“You’d know I gave up more than that if you bothered to talk to me!”
“And what, Liza? You’d be able to tell me what true loss feels like? Everything was taken from me. Everything I’ve ever cared about!” I struggled against my restraints.
“That. That right there. How is that supposed to make us feel? Because I thought we all cared about each other.” She glanced at V.
All she cared about was V. She was probably only sitting there pretending to care because he had asked her to be a part of whatever the hell this was. I wanted to scream at the top of my lungs. It was getting hard to breathe. “I need to go outside,” I said. “Will someone please untie me?”
They didn’t respond. The silence was so unnerving.
“Look, I’m not seeing the whack-job therapist that V uses who is clearly terrible at his job. And I’m not going to go find one on my own. Conversation over. Now untie me please.”
“My therapist doesn’t know I’m the vigilante,” V said. His voice rumbled lower than usual. “He’s good at what he does, it’s not his fault that I’ve been lying to him. And you’ll be using a fake name so he won’t connect the dots.”
I wanted to keep arguing with them. I wanted to prove that I wasn’t insane. But there was a benefit to meeting V’s ridiculous therapist. Maybe I could finally figure out who V was. “Okay, I’ll meet him.”
“That was easier than I expected,” Liza said.
“Well, you guys are right. I’ve been hard to live with.” As if they hadn’t.
“Or you could just talk to us,” V said. “Tell us what’s really bothering you. We’re your friends.”
Friends. I swallowed down the lump in my throat. Wasn’t that one of the problems? That we were once so much and now we were just friends? “No, I want to talk to your therapist.”
“But if you…”
Eli cleared his throat. “Perfect. He should be here in about twenty minutes. We thought you’d need more convincing.” He smiled at me.

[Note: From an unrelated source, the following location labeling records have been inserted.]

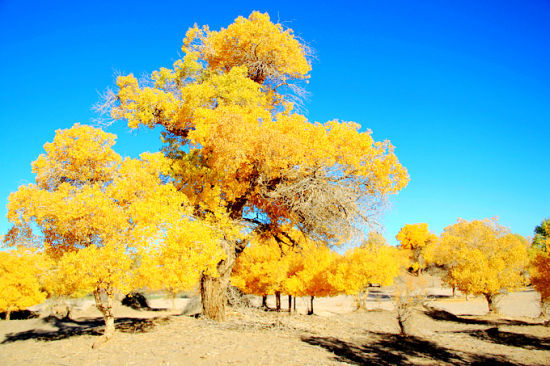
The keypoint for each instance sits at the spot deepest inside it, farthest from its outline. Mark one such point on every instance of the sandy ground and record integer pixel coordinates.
(453, 332)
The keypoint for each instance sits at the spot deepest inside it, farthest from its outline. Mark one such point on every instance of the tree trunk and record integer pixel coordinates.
(543, 309)
(104, 301)
(289, 303)
(173, 296)
(214, 289)
(310, 310)
(491, 303)
(357, 301)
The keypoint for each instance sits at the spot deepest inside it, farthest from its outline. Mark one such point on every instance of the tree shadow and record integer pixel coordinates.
(439, 314)
(494, 335)
(21, 315)
(67, 328)
(378, 295)
(393, 349)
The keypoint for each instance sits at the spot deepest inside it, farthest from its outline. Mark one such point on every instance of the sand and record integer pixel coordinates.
(450, 331)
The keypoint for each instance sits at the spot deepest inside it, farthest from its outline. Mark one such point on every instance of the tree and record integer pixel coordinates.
(483, 258)
(238, 146)
(261, 269)
(19, 281)
(96, 213)
(316, 267)
(541, 239)
(369, 264)
(540, 278)
(415, 237)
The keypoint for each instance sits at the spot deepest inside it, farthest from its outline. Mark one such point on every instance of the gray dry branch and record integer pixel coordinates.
(324, 204)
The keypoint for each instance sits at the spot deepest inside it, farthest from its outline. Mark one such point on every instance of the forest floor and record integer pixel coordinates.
(452, 331)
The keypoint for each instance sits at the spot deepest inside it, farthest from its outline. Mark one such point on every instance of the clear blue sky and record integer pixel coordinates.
(461, 88)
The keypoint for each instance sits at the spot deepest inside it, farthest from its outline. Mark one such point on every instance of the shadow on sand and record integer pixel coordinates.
(393, 349)
(439, 314)
(67, 328)
(494, 335)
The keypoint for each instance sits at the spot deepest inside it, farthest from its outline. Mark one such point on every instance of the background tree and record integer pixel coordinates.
(369, 264)
(483, 258)
(540, 278)
(261, 269)
(541, 239)
(237, 145)
(415, 237)
(95, 212)
(19, 280)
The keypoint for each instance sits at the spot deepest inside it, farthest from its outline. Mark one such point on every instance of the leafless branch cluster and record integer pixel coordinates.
(328, 209)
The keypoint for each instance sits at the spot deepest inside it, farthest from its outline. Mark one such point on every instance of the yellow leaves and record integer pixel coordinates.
(540, 274)
(414, 236)
(19, 285)
(99, 231)
(369, 264)
(482, 257)
(269, 52)
(78, 154)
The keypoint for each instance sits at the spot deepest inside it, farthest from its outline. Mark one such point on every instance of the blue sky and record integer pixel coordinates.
(462, 89)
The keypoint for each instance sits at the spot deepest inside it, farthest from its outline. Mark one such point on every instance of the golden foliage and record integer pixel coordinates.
(19, 280)
(415, 238)
(482, 257)
(540, 275)
(101, 217)
(370, 264)
(236, 147)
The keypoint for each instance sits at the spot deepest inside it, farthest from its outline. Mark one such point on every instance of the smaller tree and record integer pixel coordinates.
(540, 278)
(414, 238)
(369, 264)
(261, 269)
(483, 258)
(19, 281)
(541, 240)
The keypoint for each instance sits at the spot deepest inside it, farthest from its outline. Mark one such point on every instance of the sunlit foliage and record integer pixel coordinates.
(96, 213)
(414, 238)
(19, 280)
(238, 146)
(541, 239)
(483, 258)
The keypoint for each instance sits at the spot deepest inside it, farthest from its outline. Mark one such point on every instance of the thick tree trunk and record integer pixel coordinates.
(289, 303)
(543, 309)
(310, 310)
(214, 289)
(104, 301)
(491, 303)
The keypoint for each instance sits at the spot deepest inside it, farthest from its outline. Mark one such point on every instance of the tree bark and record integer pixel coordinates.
(491, 303)
(310, 310)
(104, 297)
(289, 303)
(543, 309)
(214, 289)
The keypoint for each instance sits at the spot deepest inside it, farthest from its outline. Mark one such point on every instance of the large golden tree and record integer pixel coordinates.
(238, 145)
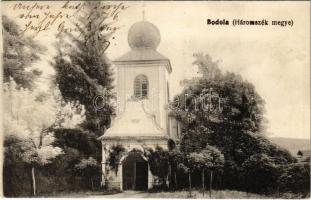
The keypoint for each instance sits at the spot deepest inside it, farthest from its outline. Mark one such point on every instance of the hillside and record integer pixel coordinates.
(291, 144)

I let my eyes focus on his lips. I barely remembered what it was like to kiss him. Why couldn’t I remember? God, maybe I was crazy. It felt like I couldn?
?t focus on anything.
“Fine,” V said as he stood up. “I’ll be in my room so he doesn’t see me.”
“Or you could stay and take off your mask.”

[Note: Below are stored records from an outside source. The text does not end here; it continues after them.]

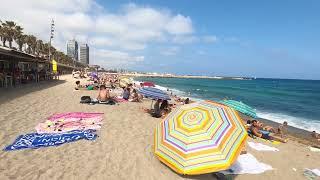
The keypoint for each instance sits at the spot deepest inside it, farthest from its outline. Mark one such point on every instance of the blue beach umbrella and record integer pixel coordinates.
(154, 93)
(241, 107)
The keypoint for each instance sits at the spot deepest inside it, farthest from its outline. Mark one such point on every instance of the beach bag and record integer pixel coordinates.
(85, 99)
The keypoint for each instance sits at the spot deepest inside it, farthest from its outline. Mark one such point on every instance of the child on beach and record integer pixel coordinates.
(103, 94)
(135, 96)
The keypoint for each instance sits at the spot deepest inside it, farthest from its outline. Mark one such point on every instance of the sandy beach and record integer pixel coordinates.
(124, 148)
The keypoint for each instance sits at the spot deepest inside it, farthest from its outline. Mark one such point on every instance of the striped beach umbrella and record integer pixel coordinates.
(154, 93)
(241, 107)
(200, 138)
(150, 84)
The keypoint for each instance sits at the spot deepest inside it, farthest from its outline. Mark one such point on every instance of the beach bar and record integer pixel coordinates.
(18, 68)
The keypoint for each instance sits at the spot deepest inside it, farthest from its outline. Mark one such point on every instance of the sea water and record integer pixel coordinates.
(294, 101)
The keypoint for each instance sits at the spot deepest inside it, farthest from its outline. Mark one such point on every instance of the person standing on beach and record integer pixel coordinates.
(103, 95)
(282, 129)
(264, 134)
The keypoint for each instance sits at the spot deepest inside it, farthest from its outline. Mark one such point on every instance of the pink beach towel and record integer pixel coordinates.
(70, 121)
(120, 100)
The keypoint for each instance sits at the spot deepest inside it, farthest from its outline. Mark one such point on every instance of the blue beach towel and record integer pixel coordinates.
(35, 140)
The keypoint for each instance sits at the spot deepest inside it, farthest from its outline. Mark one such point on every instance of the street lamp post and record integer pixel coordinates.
(51, 37)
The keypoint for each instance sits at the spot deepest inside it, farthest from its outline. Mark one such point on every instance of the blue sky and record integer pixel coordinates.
(279, 39)
(255, 38)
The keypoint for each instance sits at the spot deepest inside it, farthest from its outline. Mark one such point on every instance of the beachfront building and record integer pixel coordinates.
(84, 53)
(72, 49)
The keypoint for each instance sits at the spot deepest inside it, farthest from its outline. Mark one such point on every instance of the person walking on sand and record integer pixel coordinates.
(282, 129)
(103, 94)
(264, 134)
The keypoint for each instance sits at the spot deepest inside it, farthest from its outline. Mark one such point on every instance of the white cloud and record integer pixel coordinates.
(201, 52)
(170, 51)
(116, 59)
(131, 28)
(184, 39)
(180, 25)
(210, 39)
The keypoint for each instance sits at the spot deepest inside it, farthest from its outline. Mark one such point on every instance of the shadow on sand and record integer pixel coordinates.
(211, 176)
(9, 94)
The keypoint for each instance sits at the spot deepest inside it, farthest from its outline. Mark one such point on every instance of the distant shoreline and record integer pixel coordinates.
(188, 76)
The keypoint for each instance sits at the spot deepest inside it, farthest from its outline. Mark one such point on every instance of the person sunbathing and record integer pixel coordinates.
(135, 96)
(103, 94)
(126, 93)
(156, 112)
(255, 130)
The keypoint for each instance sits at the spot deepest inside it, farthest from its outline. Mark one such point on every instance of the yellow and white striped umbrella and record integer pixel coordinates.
(200, 138)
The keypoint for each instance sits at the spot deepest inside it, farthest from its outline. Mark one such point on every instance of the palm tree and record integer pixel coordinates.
(39, 46)
(33, 43)
(19, 37)
(10, 31)
(2, 33)
(45, 49)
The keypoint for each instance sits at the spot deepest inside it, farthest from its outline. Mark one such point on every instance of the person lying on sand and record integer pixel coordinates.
(103, 94)
(126, 93)
(255, 130)
(282, 129)
(156, 109)
(164, 108)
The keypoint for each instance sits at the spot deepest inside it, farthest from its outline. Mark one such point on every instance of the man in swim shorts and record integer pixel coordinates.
(264, 134)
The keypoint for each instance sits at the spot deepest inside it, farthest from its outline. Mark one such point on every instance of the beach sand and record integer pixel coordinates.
(124, 148)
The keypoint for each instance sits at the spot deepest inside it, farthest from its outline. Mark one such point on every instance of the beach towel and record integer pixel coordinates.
(74, 115)
(311, 174)
(261, 147)
(247, 164)
(65, 122)
(35, 140)
(314, 149)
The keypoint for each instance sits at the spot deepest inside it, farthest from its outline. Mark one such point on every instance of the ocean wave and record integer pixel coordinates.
(300, 123)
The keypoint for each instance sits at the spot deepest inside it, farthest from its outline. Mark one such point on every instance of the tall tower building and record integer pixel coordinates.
(72, 49)
(84, 53)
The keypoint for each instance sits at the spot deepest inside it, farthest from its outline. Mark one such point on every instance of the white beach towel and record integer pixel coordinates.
(261, 147)
(316, 172)
(311, 174)
(247, 164)
(313, 149)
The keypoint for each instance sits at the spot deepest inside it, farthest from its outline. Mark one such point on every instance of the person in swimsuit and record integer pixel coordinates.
(255, 130)
(103, 94)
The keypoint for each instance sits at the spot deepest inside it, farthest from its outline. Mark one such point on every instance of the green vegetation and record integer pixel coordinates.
(11, 32)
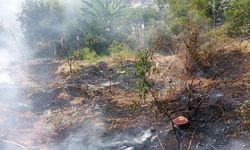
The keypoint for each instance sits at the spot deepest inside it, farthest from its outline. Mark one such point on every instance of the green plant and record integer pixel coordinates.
(144, 66)
(238, 18)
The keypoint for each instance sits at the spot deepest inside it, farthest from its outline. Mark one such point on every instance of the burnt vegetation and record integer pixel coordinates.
(133, 75)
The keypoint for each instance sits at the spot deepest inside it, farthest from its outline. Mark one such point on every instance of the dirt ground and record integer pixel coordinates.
(96, 108)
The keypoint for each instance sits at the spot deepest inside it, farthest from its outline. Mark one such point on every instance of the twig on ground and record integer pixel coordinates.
(159, 140)
(212, 147)
(14, 143)
(191, 140)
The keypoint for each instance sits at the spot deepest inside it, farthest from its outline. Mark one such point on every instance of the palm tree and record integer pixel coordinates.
(106, 12)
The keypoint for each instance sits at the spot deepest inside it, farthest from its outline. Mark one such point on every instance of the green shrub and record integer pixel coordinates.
(238, 18)
(85, 54)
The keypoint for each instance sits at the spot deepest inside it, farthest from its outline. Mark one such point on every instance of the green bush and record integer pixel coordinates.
(238, 18)
(85, 54)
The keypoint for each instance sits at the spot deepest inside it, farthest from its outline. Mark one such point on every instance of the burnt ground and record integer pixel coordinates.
(55, 110)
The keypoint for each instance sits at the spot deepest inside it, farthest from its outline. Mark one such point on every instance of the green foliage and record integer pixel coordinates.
(101, 20)
(238, 18)
(40, 20)
(85, 54)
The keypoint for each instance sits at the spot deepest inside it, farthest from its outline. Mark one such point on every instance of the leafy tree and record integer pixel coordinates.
(101, 23)
(41, 22)
(238, 18)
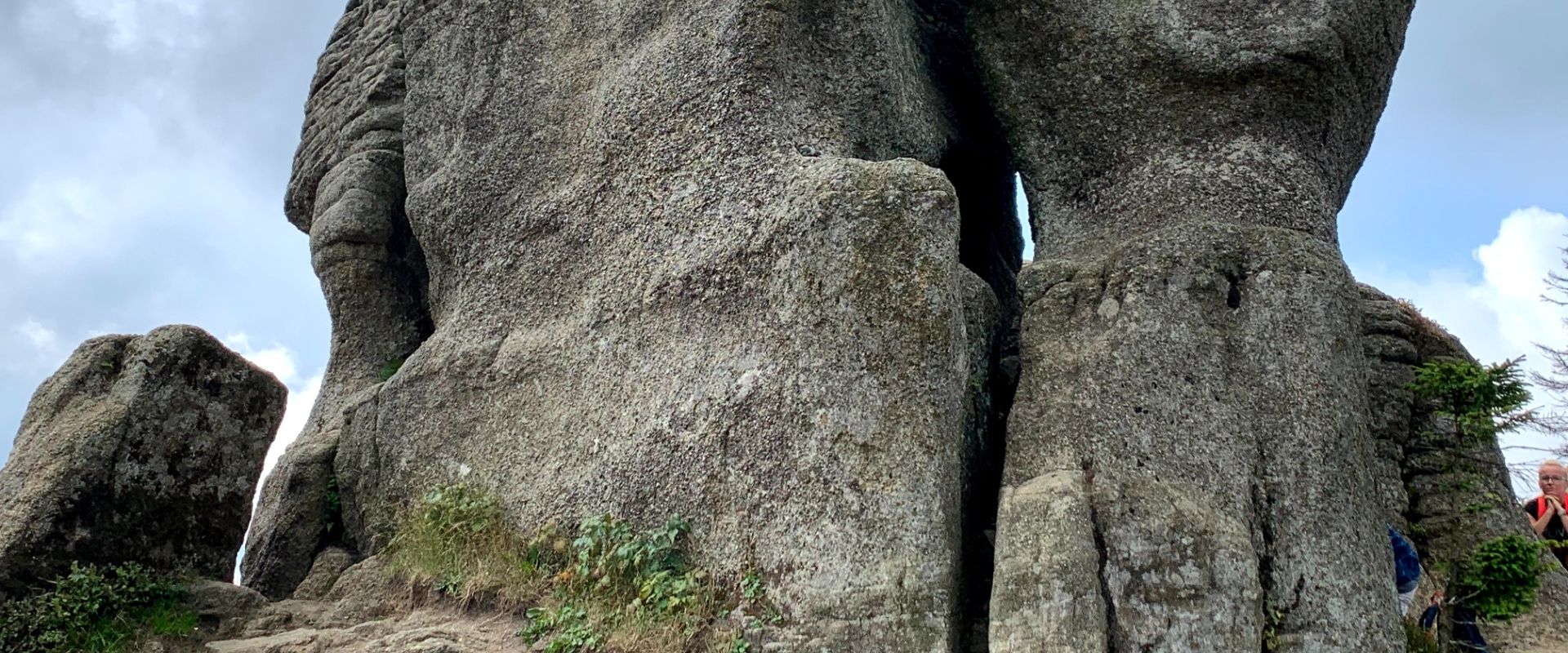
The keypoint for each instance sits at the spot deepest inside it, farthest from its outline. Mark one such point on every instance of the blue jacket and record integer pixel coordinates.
(1407, 564)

“Goodnight, Sadie,” he said without turning around.
The name Sadie hurt even more than the word friends. Whatever we had was dead. Why had they suddenly decided I needed therapy now? Was it because of my question for V this morning? I hoped he hadn’t talked to Liza and Eli about that. It was embarrassing enough hearing him say he didn’t love me to my face. I didn’t want anyone else to know and whisper about it behind my back. “Can you untie me now?” I asked no one in particular. I didn’t want to go outside anymore, but I still wanted to be free. Really, I just wanted to curl up in a ball in my bed and dream. My dreams were the only place I could truly be happy.

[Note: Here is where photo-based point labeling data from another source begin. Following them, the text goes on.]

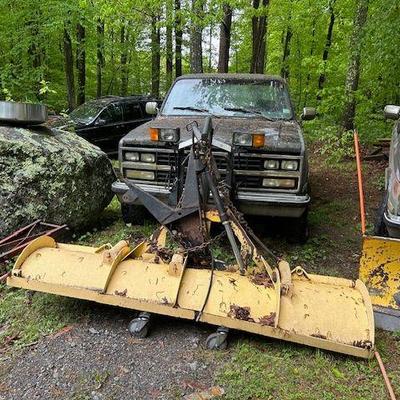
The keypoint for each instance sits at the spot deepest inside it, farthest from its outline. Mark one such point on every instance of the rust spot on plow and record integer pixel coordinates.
(242, 313)
(123, 293)
(364, 344)
(318, 335)
(262, 279)
(268, 320)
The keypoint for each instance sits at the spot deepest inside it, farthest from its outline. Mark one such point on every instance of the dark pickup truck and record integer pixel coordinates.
(258, 145)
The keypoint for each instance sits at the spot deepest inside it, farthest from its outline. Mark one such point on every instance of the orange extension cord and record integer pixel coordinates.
(362, 215)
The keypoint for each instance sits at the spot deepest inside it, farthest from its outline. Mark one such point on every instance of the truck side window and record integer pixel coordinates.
(132, 111)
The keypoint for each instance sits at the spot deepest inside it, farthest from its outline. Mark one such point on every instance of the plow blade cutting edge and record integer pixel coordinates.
(325, 312)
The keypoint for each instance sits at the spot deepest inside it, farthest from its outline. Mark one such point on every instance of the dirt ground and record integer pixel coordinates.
(95, 358)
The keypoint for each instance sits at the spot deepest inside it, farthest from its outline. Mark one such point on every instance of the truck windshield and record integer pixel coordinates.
(86, 113)
(229, 97)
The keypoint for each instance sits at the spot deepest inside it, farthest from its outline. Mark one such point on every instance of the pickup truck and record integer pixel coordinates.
(258, 145)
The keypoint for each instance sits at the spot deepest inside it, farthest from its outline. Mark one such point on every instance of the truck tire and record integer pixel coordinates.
(299, 232)
(135, 215)
(380, 226)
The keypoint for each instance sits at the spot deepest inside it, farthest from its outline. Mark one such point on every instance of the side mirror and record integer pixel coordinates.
(151, 108)
(392, 112)
(309, 113)
(100, 121)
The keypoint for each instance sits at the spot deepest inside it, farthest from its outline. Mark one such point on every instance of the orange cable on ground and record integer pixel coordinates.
(360, 184)
(385, 377)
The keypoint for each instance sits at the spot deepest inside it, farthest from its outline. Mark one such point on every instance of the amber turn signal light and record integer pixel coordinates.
(258, 140)
(153, 134)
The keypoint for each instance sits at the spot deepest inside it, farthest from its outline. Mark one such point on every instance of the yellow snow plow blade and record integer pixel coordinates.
(329, 313)
(380, 271)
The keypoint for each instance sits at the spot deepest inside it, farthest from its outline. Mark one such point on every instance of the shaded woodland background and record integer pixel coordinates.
(341, 56)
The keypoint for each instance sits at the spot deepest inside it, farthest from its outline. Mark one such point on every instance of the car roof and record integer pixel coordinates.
(250, 77)
(106, 100)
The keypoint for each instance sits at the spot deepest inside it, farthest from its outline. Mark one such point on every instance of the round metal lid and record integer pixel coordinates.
(22, 113)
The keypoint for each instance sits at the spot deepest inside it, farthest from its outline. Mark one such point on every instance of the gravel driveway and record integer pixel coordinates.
(99, 360)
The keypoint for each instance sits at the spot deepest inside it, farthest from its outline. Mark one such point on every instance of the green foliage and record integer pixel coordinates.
(32, 60)
(274, 370)
(25, 316)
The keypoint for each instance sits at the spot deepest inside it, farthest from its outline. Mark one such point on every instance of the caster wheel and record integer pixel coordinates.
(139, 327)
(217, 341)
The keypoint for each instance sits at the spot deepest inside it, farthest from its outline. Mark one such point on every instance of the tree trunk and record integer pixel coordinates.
(178, 39)
(286, 53)
(225, 39)
(124, 61)
(168, 47)
(196, 38)
(80, 63)
(353, 70)
(328, 44)
(100, 57)
(311, 55)
(69, 69)
(155, 56)
(259, 30)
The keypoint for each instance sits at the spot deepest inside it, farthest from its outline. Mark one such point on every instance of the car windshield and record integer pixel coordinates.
(86, 113)
(229, 97)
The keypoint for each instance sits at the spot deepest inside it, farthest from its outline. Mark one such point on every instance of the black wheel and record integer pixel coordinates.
(217, 341)
(380, 228)
(135, 215)
(139, 328)
(299, 232)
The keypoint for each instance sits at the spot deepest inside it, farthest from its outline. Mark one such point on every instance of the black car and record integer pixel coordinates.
(106, 120)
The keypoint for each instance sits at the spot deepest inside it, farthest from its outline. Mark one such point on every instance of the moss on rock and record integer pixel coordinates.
(51, 175)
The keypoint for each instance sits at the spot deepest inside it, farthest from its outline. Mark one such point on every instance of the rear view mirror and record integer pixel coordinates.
(309, 113)
(392, 112)
(151, 108)
(101, 121)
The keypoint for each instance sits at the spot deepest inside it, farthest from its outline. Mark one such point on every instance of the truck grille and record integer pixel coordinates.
(245, 171)
(248, 163)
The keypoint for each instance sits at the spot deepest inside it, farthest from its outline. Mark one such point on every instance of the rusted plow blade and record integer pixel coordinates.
(325, 312)
(13, 244)
(380, 270)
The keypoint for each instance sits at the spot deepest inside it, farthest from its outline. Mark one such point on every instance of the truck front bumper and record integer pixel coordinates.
(250, 203)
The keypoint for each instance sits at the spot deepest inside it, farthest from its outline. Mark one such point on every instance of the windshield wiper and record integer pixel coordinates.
(191, 109)
(246, 111)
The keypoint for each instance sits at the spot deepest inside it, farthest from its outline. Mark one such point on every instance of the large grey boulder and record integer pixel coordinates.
(51, 175)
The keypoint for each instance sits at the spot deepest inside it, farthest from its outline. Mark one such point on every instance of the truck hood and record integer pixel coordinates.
(281, 136)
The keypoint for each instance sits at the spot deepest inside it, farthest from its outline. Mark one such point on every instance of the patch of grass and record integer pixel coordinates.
(334, 212)
(27, 316)
(309, 254)
(277, 370)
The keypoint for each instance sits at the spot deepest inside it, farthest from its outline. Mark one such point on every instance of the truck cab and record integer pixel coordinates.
(258, 145)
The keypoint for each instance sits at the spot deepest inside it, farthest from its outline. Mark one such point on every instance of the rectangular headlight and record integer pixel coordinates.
(242, 139)
(129, 156)
(290, 165)
(169, 135)
(279, 183)
(271, 164)
(144, 175)
(147, 157)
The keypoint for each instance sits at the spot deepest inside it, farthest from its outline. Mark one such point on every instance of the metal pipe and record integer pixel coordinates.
(360, 184)
(225, 221)
(385, 377)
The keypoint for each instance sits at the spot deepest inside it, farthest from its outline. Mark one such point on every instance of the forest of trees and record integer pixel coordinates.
(341, 56)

Eli sat down beside me and started untying the ropes.
I looked up at him. “You really think I need therapy?”
“I don’t know, Summer. Maybe it would help.” He pulled the rope away from my feet.
“I’m the same girl I was when I lived with Don. The only difference is that I’m stronger now.”
“That’s not the only difference.” He pulled the final rope away.
I rubbed my wrists as soon as they were free. “Yes, it is.”
“The Summer I fell in love with had hope.”
His words from earlier today came back to me. He said he didn’t even recognize me anymore. “I do have hope. I’m just hoping for something different.”
“Don’s death instead of the hope to live your life?”
I shook my head. “You wouldn’t understand.”